I'm going to use three-point estimating, but simplify by saying all features are the same size.  With a low estimate of 3 months, a high estimate of 9 months, and the most likely right in the middle at 6 months.

I read through Average IT staff salaries from Computerworld and picked 80K / developer as a ballpark.

I'll esimate the total cost (including benefits, taxes, workspace, and equipment) as being about 2.5 to 3 times salary, as this is what I was trained with years ago as a software developer.  I have no clue if this figure is right for healthcare software.

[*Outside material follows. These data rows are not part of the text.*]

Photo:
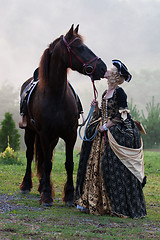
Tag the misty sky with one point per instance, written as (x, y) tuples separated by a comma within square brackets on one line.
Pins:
[(125, 29)]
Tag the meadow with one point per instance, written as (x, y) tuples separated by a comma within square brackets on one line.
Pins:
[(22, 216)]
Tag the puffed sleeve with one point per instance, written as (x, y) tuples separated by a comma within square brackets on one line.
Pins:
[(121, 98), (122, 103)]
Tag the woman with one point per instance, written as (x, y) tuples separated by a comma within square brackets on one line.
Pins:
[(111, 172)]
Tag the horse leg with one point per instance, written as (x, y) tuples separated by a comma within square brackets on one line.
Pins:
[(46, 186), (26, 184), (69, 165)]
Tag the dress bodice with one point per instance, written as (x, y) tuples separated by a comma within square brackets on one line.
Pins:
[(110, 107)]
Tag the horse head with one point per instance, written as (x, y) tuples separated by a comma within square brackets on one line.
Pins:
[(80, 57)]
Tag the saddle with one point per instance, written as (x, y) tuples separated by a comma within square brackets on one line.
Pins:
[(25, 96)]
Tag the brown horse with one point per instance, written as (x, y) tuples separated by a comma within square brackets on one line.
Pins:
[(53, 113)]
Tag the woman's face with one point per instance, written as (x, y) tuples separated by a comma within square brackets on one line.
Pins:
[(107, 74)]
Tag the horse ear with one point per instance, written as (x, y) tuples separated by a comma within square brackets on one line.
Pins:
[(70, 32), (76, 29)]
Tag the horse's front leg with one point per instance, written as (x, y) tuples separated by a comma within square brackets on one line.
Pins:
[(46, 186), (69, 165), (26, 184)]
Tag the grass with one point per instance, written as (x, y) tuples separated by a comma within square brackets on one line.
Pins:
[(22, 217)]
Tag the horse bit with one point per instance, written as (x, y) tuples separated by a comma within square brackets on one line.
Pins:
[(87, 68)]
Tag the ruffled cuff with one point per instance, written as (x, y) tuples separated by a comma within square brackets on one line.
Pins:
[(124, 112)]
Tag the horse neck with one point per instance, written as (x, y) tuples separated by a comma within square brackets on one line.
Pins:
[(57, 81)]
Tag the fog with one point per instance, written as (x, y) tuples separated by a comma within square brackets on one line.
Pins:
[(123, 29), (128, 30)]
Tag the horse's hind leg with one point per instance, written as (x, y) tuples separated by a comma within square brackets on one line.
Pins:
[(26, 184), (46, 187), (69, 165)]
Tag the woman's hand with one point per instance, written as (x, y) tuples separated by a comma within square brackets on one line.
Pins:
[(101, 129), (95, 103)]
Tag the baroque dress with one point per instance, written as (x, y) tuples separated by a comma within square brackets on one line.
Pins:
[(105, 185)]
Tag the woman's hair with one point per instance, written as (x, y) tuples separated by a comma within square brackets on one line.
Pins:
[(115, 78)]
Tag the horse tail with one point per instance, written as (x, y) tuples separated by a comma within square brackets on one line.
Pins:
[(38, 157), (44, 68)]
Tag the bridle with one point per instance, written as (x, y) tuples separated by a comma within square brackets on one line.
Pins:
[(87, 68)]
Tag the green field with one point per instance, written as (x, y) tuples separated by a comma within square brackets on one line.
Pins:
[(22, 217)]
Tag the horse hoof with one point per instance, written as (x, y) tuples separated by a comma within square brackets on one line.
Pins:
[(69, 204), (47, 204), (25, 191)]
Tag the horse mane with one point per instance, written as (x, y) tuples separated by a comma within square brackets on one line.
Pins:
[(44, 63)]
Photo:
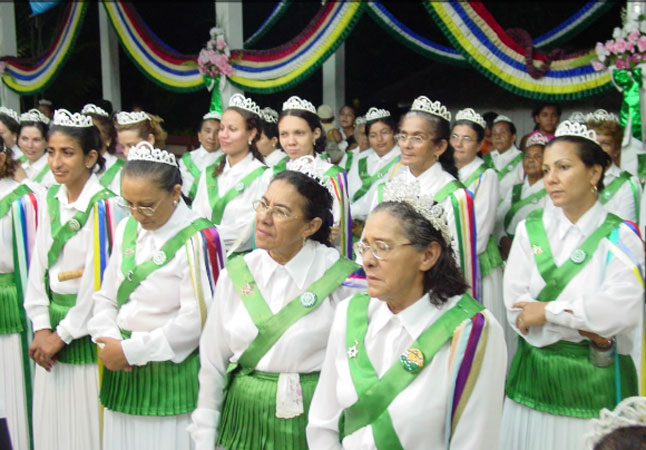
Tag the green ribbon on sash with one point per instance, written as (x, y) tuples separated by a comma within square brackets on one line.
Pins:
[(218, 204), (376, 394), (106, 178), (272, 326), (368, 180), (614, 186)]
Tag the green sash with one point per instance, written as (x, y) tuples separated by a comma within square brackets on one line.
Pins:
[(368, 180), (272, 326), (614, 186), (517, 204), (107, 177), (375, 394), (218, 204)]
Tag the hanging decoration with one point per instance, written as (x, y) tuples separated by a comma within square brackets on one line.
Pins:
[(479, 38), (27, 76)]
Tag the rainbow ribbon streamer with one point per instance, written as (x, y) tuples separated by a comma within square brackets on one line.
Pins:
[(27, 79)]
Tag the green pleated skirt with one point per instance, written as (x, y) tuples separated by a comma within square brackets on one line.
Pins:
[(248, 420)]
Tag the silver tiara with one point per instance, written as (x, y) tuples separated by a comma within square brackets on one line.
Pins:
[(423, 104), (93, 109), (128, 118), (65, 118), (502, 118), (212, 115), (144, 151), (376, 114), (34, 115), (601, 115), (240, 101), (472, 116), (269, 115), (568, 128), (295, 102), (536, 139), (9, 113), (400, 190)]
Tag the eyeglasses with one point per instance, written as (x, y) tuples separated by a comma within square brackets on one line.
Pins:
[(379, 249), (147, 211), (415, 140), (278, 213)]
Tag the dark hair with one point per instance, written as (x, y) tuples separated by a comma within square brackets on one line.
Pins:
[(445, 278), (624, 438), (252, 121), (474, 126), (313, 121), (88, 138), (590, 153), (441, 130), (318, 202)]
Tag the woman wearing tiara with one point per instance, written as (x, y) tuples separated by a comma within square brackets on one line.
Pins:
[(622, 193), (371, 166), (300, 133), (75, 226), (574, 293), (32, 140), (193, 163), (149, 313), (265, 336), (415, 362), (228, 188), (135, 127), (268, 145), (427, 159), (111, 176), (18, 214), (482, 180)]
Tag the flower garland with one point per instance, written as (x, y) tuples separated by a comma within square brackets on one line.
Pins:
[(26, 79)]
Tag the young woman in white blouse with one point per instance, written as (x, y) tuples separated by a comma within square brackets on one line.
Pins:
[(415, 363), (482, 180), (574, 293), (75, 225), (228, 188), (264, 340), (149, 313)]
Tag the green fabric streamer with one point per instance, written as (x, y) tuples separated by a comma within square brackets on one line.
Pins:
[(630, 81)]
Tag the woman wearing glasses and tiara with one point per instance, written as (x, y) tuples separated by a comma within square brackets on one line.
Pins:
[(149, 313), (415, 362), (264, 340)]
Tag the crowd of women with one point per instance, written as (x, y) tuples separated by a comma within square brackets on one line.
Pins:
[(290, 285)]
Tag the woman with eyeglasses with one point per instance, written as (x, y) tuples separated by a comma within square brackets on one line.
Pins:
[(482, 181), (574, 291), (264, 340), (228, 187), (75, 227), (427, 159), (149, 313), (370, 167), (415, 362), (18, 220)]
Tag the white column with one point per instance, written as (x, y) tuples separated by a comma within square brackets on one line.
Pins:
[(110, 78), (229, 17), (334, 80), (8, 46)]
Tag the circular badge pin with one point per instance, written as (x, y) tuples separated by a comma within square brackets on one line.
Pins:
[(412, 360), (308, 299), (578, 256), (159, 258), (74, 224)]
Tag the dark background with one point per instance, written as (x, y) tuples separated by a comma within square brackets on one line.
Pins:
[(379, 70)]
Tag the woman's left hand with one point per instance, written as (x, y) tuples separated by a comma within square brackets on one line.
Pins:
[(533, 313), (111, 355)]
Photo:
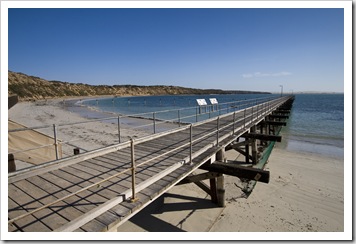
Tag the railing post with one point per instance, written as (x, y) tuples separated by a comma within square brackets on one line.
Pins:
[(133, 171), (196, 115), (154, 122), (191, 144), (178, 117), (217, 130), (233, 125), (252, 115), (118, 128), (245, 118), (55, 140)]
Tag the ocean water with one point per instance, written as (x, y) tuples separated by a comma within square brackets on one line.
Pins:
[(145, 106), (316, 125), (316, 122)]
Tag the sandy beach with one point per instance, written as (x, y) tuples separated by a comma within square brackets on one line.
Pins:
[(305, 192)]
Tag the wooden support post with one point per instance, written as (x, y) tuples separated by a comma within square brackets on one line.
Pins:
[(214, 197), (11, 164), (220, 191), (247, 153), (220, 155), (254, 146)]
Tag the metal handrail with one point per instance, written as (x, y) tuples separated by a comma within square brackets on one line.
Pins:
[(156, 122), (134, 166)]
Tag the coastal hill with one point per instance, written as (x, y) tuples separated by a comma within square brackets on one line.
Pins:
[(35, 88)]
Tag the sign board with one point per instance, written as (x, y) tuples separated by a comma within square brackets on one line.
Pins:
[(201, 102), (213, 101)]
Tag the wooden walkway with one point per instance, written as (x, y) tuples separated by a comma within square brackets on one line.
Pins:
[(101, 189)]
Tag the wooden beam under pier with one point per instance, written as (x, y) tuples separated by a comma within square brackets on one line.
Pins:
[(278, 116), (238, 171), (277, 123), (263, 137)]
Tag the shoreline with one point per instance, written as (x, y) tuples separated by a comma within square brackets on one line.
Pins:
[(305, 193)]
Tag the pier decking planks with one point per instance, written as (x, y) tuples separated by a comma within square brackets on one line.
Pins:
[(49, 184)]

Nicely, the average effort is simply going to be 10 * the mid range estimate, or 60 months, and the variance is 10 months2, for a standard deviation of ~ 3 months.
That makes the 95% completion time for this project about ~65 months or ~5.5 person years.

Average yearly developer salary: $80,000
Fully Burdened yearly cost: 200,000 - 240,000
Timesthe length of the project (~5.5 years)
Total certification labor cost: $1.1M - $1.32M

My example project plan is pretty much in the mid to high range of ONC's estimate of beween $500K to $1.5M (remember, John did say $1M or more).

If I use the estimate of 4 features (very generous based on my comment about quality metrics above) with the same three point effort estimates, it still works out to $450K - 540K

You can run your own estimates with your own figures.  I think if you put together a plan considering all of the factors above, you'll see that the ONC estimates are not terribly out of line.

Note, I won't be asking certification bodies for their opinions or product development cost estimates by any stretch, because I recognized they have a vested interest in the answer being lower than reality.

My guess is that a really good process can shave points off of the ONC estimate, but not by much more than 10%.


  1. Great writeup of the various potential costs that surround EHR certification beyond the core certification cost.

    Add in that this certification adds NO value to the end user and it almost makes you want to cry.


  2. From our perspective as an EMR vendor targeting long term care it makes no sense to even consider this cost since it has to be passed on and raises the cost to the end user. If the end product does what it is supose to do and the customer is happy...who cares about the meaningful use and certification as it truly adds no value other than marketing hype.

    Paul Berney

  3. Agreed with Paul... but as this is blocking issue to get into the market now, so in any case venders need to follow the ONC, HHS standards.

  4. A very great post. You have a very nice estimation of a project manager's salary that follows according to ONC's standard.

    This will greatly help lots of project managers out there. Thanks a lot for the post!